Spotlight on medical and pharma brands
UK-headquartered diversified engineering player Smiths has put the planned sale of its medical unit on hold as it focuses on manufacturing ventilators and critical care devices. The planned EUR 12.62 billion merger of drug manufacturers Mylan and Pfizer has also been delayed. However, both transactions are expected to go ahead once market conditions stabilise.
Smiths’ decision to concentrate on manufacturing crucial equipment during the coronavirus outbreak highlights the importance of this sector.
While Smiths has delayed a planned divestment due to the coronavirus, others are actually looking at acquisitions in the industrial, electric and electronic machinery industry for the very same reason. Hanvey Group reached a non-legally binding agreement to buy a 51% stake in Hong Kong based surgical mask manufacturer Innovative Corporate Development for HKD 5 million in March, following a surge in demand for the target’s products.
Similarly, Masimo has opted to exercise its option to acquire German respiratory therapy device maker TNI medical well in advance of expiry, with increased demand for the target’s softFlow technology. Chief executive Joe Kiani cited Covid-19 as the reason for the decision.
Although Mylan and Pfizer’s deal is on ice for now, some similarly encouraging developments are evident in the pharmaceutical manufacturing industry. In-vitro diagnostic reagent maker Beijing Applied Biological Technologies secured a Series B round of funding worth CNY 50 million in late March, with proceeds to be used to accelerate the production of diagnostic kits for the European market.

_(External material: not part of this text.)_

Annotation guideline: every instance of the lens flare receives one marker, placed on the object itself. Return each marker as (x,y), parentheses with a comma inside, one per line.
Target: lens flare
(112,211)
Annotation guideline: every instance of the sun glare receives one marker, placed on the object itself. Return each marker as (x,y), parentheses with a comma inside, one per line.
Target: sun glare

Concessions made to keep deals alive
Despite these heartening signs from certain sectors, media indications suggest that sentiment in other industries is cautious. Last month, Reuters reported that Apollo Global Management and Gray Television, which had been in the running to acquire US television station operator Tegna, have dropped out of the race. Others have offered concessions to keep deals alive; Italian bank Intesa Sanpaolo said it is willing to accept a lower price from BPER for its planned sale of branches to the company.
In addition, Reuters reported Fincantieri’s hopes that, in a bid to minimise any resulting financial crisis, the European Union will soften its competition regulations enough to allow its planned takeover of Chantiers de l’Atlantique to go ahead.
Meanwhile, The Daily Mail reported that the Scottish Football Association could relax rules on dual ownership in an effort to attract investment for its teams.
Decline follows Covid-19’s geographic spread
In terms of the regions affected, Asia-Pacific seems to have taken the biggest hit when compared to the most recent quarter; the 7,467 announced deals targeting companies based in the region represents a 33 per cent decline on Q4 2019’s 11,075 and 19 per cent on Q1 2019’s 9,203.
This is perhaps to be expected: the region has been subject to restrictions on movement and social contact for longer than the likes of Western Europe, which had the second-biggest quarter-on-quarter decline in volume, by 17 per cent, from 6,570 to 5,429. Western Europe’s result represents a 29 per cent drop on Q1 2019 (7,641), although the largest year-on-year decline came in Central and Eastern Europe, which slipped 36 per cent, from 1,864 to 1,201.
The effects of Covid-19 on M&A are widespread, with deal volume in most sectors declining in Q1 2020. In terms of volume, only one sector improved on Q4 2019’s result; the property services industry was targeted in 1,037 deals, up from 1,005 in Q4, while only miscellaneous manufacturing improved year-on-year, from 158 to 177. The biggest decline between Q4 2019 and Q1 2020 was in the leather, stone, clay and glass products industry, which slipped 39 per cent, from 214 deals to 131, over the three months. In a year-on-year comparison, the communications industry took the biggest hit as volume slipped 45 per cent, from 530 deals in Q4 2019 to 291 in Q1 2020.
Ultimately, the long-term impact of Covid-19 on M&A levels is uncertain. It is fair to say that dealmakers are likely to be more hesitant than usual when evaluating potential targets. Time will tell whether a return to normality will see an upturn in deal numbers later in the year.